Bug handling of accented characters in IEEE Xplore translator

jpjacobs · November 5, 2012

Hi!

I just wanted to note that there's a bug in the IEEE Xplore translator, which causes all accented characters (like in authors names) to be displayed like HTML escaped hex codes, eg:

What should be:
J. Muñoz-Marí

Gets imported as:
J. Mu&#x000F1 andoz-Mar&#x000ED and

If I would know more Javascript I would fix it, but sadly I can't.

Kind regards,

Jan-Pieter

adamsmith · November 5, 2012

could you provide a URL to such an entry in IEEE Xplore, please?

jpjacobs · November 5, 2012

Sure!

for instance this one:
http://ieeexplore.ieee.org/xpl/articleDetails.jsp?tp=&arnumber=6221978&contentType=Early+Access+Articles&queryText%3Dgraph+matching+remote+sensing

adamsmith · November 5, 2012

great, I can replicate that.
At first glance, this looks dodgy on the IEEE Xplore side of things, but we may be able to fix it by adjusting the character encoding settings. Might take a little & we'll let you know.
Thanks for reporting.

dstillman · November 5, 2012

It's not a character set issue. The site is returning the BibTeX as HTML, including with hexadecimal entities for extended characters, but the translator is just doing a fixed replacement of "<br>" rather than running the BibTeX through Zotero.Utilities.unescapeHTML(), which fixes the problem (at least for this item).

dstillman · November 5, 2012

Well, it partly fixes the problem. The HTML BibTeX actually has spaces where the semicolons should be:

author={Tuia, D. and Mu&#x000F1 andoz-Mar&#x000ED and, J. and G&#x000F3 andmez-Chova, L. and Malo, J.},
unescapeHTML still works without the semicolons, but the extra spaces remain in the imported names. A regexp before the unescapeHTML could fix that, assuming this is universal.

aurimas · November 6, 2012

Looks like IEEE Xplore BibTeX generating algorithm is doing something like
authors.replace(/;/g, " and")

This is obviously not compatible with HTML encoded special characters. IEEE Xplore should be notified of this issue, but in the mean time we might want to consider switching to RIS.

dstillman · November 6, 2012

Ah, good catch. We should notify them. We could also switch to RIS, but fixing the entities with a regexp would be trivial (and shouldn't break anything when they fix this).

aurimas · November 6, 2012

Good call. A regex replace was indeed trivial.

Edit: Oh, and I sent them a message about this bug.

@jpjacobs The translator should automatically update within 24 hours, or you can update manually from Preferences -> General -> Update Now.

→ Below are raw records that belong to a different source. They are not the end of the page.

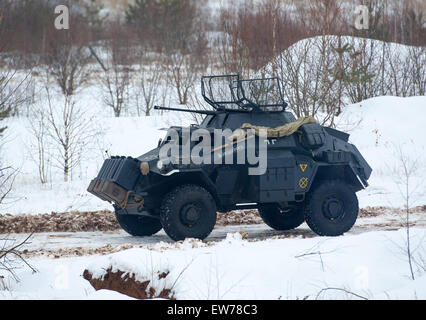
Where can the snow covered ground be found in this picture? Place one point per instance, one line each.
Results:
(372, 265)
(369, 260)
(378, 127)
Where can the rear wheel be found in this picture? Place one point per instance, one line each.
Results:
(331, 208)
(281, 218)
(188, 211)
(137, 225)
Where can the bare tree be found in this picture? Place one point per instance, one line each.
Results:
(115, 82)
(38, 127)
(183, 70)
(71, 131)
(405, 175)
(149, 86)
(68, 65)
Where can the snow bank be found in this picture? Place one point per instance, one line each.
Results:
(372, 265)
(381, 127)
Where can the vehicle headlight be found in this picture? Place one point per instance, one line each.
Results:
(160, 165)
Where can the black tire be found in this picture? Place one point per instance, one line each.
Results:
(135, 225)
(188, 211)
(331, 208)
(281, 218)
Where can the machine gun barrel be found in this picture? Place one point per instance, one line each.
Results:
(207, 112)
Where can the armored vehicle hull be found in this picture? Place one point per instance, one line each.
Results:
(311, 174)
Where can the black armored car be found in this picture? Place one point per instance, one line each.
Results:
(311, 172)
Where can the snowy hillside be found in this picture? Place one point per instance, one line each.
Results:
(381, 128)
(378, 127)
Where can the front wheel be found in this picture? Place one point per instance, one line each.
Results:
(331, 208)
(188, 211)
(281, 218)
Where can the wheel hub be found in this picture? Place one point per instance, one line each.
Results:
(333, 208)
(190, 214)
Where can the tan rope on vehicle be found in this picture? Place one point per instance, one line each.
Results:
(281, 131)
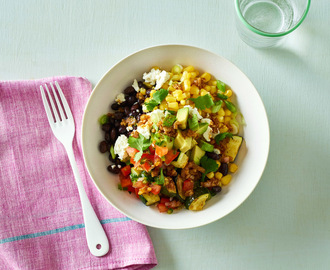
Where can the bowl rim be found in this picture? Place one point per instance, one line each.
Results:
(267, 129)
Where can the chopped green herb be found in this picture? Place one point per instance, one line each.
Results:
(140, 143)
(222, 136)
(208, 164)
(221, 86)
(217, 106)
(169, 120)
(193, 122)
(230, 106)
(157, 98)
(203, 102)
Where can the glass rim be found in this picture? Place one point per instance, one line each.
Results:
(267, 34)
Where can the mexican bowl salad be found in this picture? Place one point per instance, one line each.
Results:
(173, 138)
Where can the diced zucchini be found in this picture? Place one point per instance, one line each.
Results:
(232, 147)
(149, 198)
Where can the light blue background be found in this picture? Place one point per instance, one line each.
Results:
(285, 223)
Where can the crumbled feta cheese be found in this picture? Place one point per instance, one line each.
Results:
(208, 133)
(120, 98)
(135, 85)
(155, 76)
(144, 131)
(120, 146)
(193, 111)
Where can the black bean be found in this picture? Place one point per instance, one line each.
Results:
(106, 127)
(131, 100)
(119, 115)
(223, 169)
(217, 189)
(213, 155)
(113, 135)
(115, 106)
(103, 147)
(122, 130)
(113, 169)
(135, 107)
(129, 91)
(107, 137)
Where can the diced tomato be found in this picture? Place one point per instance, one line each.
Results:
(162, 207)
(125, 182)
(164, 200)
(187, 185)
(131, 151)
(126, 170)
(161, 151)
(170, 156)
(155, 189)
(152, 150)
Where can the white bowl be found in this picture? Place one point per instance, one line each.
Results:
(251, 159)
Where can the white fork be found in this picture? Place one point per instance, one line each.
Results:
(64, 129)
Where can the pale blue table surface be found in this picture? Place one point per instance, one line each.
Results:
(285, 223)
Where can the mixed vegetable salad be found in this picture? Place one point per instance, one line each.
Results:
(172, 138)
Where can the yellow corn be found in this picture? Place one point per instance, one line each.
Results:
(173, 106)
(226, 179)
(203, 92)
(170, 98)
(232, 167)
(210, 175)
(206, 76)
(229, 93)
(218, 175)
(189, 68)
(152, 92)
(142, 91)
(194, 90)
(227, 112)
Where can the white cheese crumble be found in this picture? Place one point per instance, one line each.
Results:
(120, 146)
(135, 85)
(193, 111)
(120, 98)
(155, 76)
(208, 133)
(144, 131)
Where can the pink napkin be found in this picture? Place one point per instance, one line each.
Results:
(41, 221)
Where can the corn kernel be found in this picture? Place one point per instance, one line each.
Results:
(173, 106)
(170, 98)
(203, 92)
(152, 92)
(229, 93)
(210, 175)
(227, 112)
(207, 88)
(226, 179)
(206, 76)
(212, 83)
(218, 175)
(194, 90)
(221, 112)
(142, 91)
(189, 68)
(232, 167)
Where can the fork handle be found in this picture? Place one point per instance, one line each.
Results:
(97, 240)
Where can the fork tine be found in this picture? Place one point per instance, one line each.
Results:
(64, 102)
(46, 105)
(58, 102)
(57, 119)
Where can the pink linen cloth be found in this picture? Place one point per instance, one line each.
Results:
(41, 221)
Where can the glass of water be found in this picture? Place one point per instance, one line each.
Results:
(265, 23)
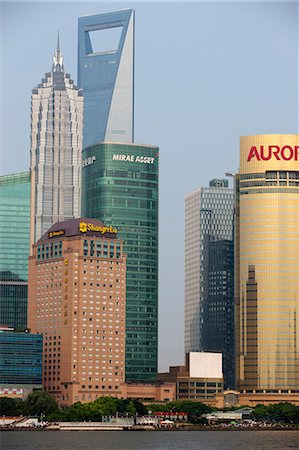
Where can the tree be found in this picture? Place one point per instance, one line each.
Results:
(40, 402)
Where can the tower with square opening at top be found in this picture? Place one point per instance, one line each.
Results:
(106, 75)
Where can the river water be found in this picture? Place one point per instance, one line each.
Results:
(154, 440)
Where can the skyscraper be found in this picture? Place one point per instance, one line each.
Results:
(106, 75)
(14, 248)
(56, 145)
(208, 237)
(77, 295)
(120, 186)
(267, 257)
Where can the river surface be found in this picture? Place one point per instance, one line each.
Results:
(154, 440)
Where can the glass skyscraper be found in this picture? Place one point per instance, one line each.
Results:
(56, 145)
(218, 305)
(120, 187)
(209, 213)
(106, 75)
(14, 248)
(267, 260)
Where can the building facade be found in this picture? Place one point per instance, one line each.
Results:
(77, 289)
(199, 380)
(56, 145)
(14, 248)
(218, 307)
(267, 256)
(209, 295)
(106, 75)
(20, 360)
(120, 185)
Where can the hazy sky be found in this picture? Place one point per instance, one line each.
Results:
(205, 74)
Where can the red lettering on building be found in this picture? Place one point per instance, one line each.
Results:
(285, 153)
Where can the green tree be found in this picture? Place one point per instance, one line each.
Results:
(260, 412)
(286, 412)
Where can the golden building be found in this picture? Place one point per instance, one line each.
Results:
(77, 286)
(267, 261)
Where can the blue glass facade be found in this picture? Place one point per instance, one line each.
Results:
(107, 77)
(14, 248)
(20, 358)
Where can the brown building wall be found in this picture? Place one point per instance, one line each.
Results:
(78, 302)
(150, 392)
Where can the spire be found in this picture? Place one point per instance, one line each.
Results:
(57, 57)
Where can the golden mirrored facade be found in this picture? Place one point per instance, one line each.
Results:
(267, 262)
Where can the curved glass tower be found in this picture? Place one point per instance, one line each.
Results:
(120, 186)
(267, 257)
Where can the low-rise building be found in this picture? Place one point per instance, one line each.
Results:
(200, 379)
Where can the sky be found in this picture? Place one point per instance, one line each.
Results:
(206, 73)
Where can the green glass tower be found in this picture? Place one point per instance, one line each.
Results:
(120, 187)
(14, 248)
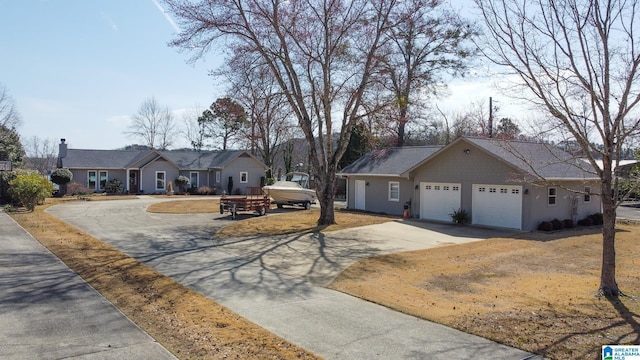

dstillman · November 6, 2012

I'd go with the entire "&#x[0-9A-F]{4} and" for good measure. Your "(&\S+) and" could in theory break when they add semicolons back (in the extremely unlikely event that a legitimate "and" appeared in a name field and was preceded by a word that ended in an extended character).

(Though if we hear back from them we can also just get rid of this. Thanks for contacting them.)

aurimas · November 6, 2012

That's assuming that they don't use other forms of HTML special characters. How about "(&[^\s;]+) and"? I guess I don't have a problem with the hex-only form if you feel that it's good enough.

dstillman · November 6, 2012

Sure, "(&[^\s;]+) and" should work.